Significantly improving the degradation performance of low-alloyed Mg-1Zn-0.3Ca-1.0MgO composite in vitro and in vivo

Abstract

The in vitro and in vivo degradation behavior of a low-alloyed Mg-1Zn-0.3Ca-1.0MgO (wt.%) composite with different grain sizes were investigated to understand the effect of high-density grain boundaries (GBs) and high-volume-fraction second phases on its degradation behavior. The results indicated that the ultra-fine-grained (UFG, 0.5 μm) composite had plentiful nano-sized Ca₂Mg₆Zn₃ phase, while coarse grained (CG, 8 μm) composite possessed very few minor Ca₂Mg₆Zn₃ phases due to the high solid solubility of solute atoms in Mg matrix. The immersion test in simulated body fluids (SBF) suggested the UFG composite had a low corrosion rate of 0.68 mm/y, which was only half of the CG composite (1.39 mm/y). This improved corrosion resistance was attributed to the quick formation of a compact and stable corrosion product, resulting from the preferential corrosion of uniformly distributed GBs and second phases in the UFG matrix during the early stage (first 12 hours). This can shield the Mg matrix from further corrosion over the long term.
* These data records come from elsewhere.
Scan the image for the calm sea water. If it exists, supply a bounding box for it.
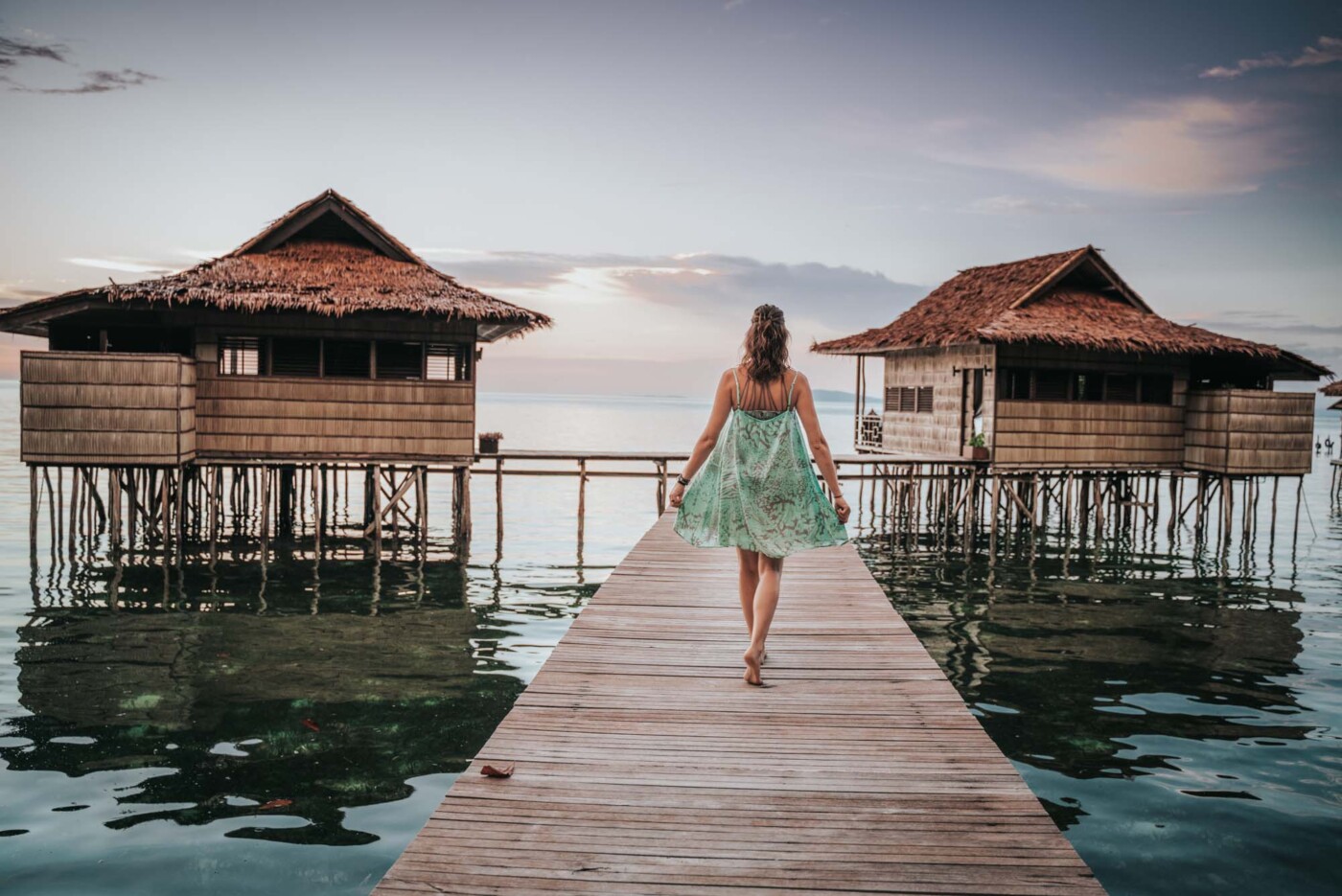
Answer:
[0,383,1342,895]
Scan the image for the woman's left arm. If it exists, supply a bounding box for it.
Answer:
[670,370,731,507]
[793,373,852,523]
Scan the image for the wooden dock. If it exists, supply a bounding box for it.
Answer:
[376,514,1103,896]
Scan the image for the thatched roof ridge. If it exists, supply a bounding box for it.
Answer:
[0,191,551,335]
[811,245,1329,376]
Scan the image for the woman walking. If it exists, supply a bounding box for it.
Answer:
[671,305,851,684]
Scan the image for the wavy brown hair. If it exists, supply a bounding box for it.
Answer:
[741,305,792,382]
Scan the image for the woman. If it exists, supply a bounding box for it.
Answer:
[671,305,851,684]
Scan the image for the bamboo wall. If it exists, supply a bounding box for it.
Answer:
[196,315,475,461]
[1184,389,1314,474]
[20,352,196,467]
[882,343,994,457]
[990,346,1188,470]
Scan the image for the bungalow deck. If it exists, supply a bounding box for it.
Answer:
[376,514,1103,896]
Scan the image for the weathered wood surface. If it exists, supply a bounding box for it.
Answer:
[376,514,1103,896]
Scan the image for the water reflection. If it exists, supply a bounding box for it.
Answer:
[0,550,539,845]
[860,525,1338,893]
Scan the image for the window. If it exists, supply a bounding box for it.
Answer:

The in vivo implantation results after 24 weeks also showed that the corrosion rate of UFG composite was extremely low at 0.047 mm/y, while it was 0.252 mm/y for CG composite. Such higher corrosion resistance of UFG promoted luxuriant new bone growth and a more tightly bonded interface between the bone and the sample. The matched material degradation-bone maturation rate of UFG provided a better environment for osteoblast attachment and differentiation. Furthermore, the UFG composite maintained approximately 50 % residual yield strength even after 24 weeks post-implantation, which provided excellent mechanical support during service, especially in the first three months post-implantation. These results provide insights into the composition and microstructural design, which could be a promising avenue for exploring the manufacturing of high strength and highly corrosion resistant magnesium-based materials to enhance the security as bone implant instruments.